The Youth Movement was one of the earliest political associations to encourage active participation by Nigerians in the political and socio-economic development of the country. After returning from studies abroad along with Nnamdi Azikiwe, Davies spearheaded the efforts that led to renaming the Lagos Youth Movement the Nigerian Youth Movement when both individuals became prominent members, contributors and national leaders with large followings. Davies was the founding Secretary-General of the NYM.

Davies left the movement in 1951 and founded his own party, the Nigerian People's Congress. He later joined the National Council of Nigeria and the Cameroons after negotiations for a formidable alliance with Nnamdi Azikiwe were unsuccessful. Davies was a Federal Minister of State in the Ministry of Industries from 1963–1966 during the Nigerian First Republic.

==Legal and other professional life'==
Davies was a very successful lawyer, being one of the first two Nigerians (along with Chief Frederick Rotimi Williams) that were honoured with the distinction of Queen's Counsel in 1959. Among his many legal accomplishments, he was the only African lawyer among the legal team that helped defend Jomo Kenyatta, the future president of Kenya, during the famous Mau Mau Uprising case along with Mr.

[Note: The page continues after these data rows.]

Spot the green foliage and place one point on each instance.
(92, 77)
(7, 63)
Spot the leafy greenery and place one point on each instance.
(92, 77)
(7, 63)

DN Pritt, QC from Britain, Mr. Diwan Chawaanlal from India; and De Sousa and Kapilla, both Indians resident in Kenya. That same year he left for the United States, where he attended the Research Center for International Affairs at Harvard University and wrote the book "Prospects for Democracy". During his time at Harvard, he met with and became friends with future US Secretary of State Henry Kissinger and future US National Security Advisor Zbigniew Brzezinski. He led a Nigerian delegation to the Economic Council at the United Nations in 1964, and in September 1974, Chief H.O. Davies was knighted by the French Government as Chevelier de l' Ordre national du Mérite for promoting French-Nigeria relations and for his significant contributions in energising Total Fina Oil and Elf Petroleum, companies of which he was a director.

In 1937, Davies became the Manager of a leading daily newspaper, the Daily Service, and in 1960 he was made the founding chairman and managing director of the then Nigerian National Press, Printers of the Nigerian Morning Post and Sunday Post by the Prime Minister, Sir Abubakar Tafawa Balewa.

Among his several accomplishments, Chief HO Davies was a national president of the World Peace Through Law, president of the United Nations Organization in Nigeria, chairman of the Rotary Club of Nigeria, and founder and inaugural president of the Nigerian-France Friendship Association.

Prior to his death in 1989, Oloye Davies published an autobiographical book entitled Memoirs.

== Staunch Christian==
Davies was a Wesleyan and a strong believer that the church should be "militant" in its practicality towards society, not only speaking out in support of the poor, but being actively engaged in ministries involving the poor and actively seeking co-operation among all Christian denominations to effect positive change. He was a key mediator during a fractious period in the history of the Methodist Church of Nigeria, helping to unite disparate factions within the church.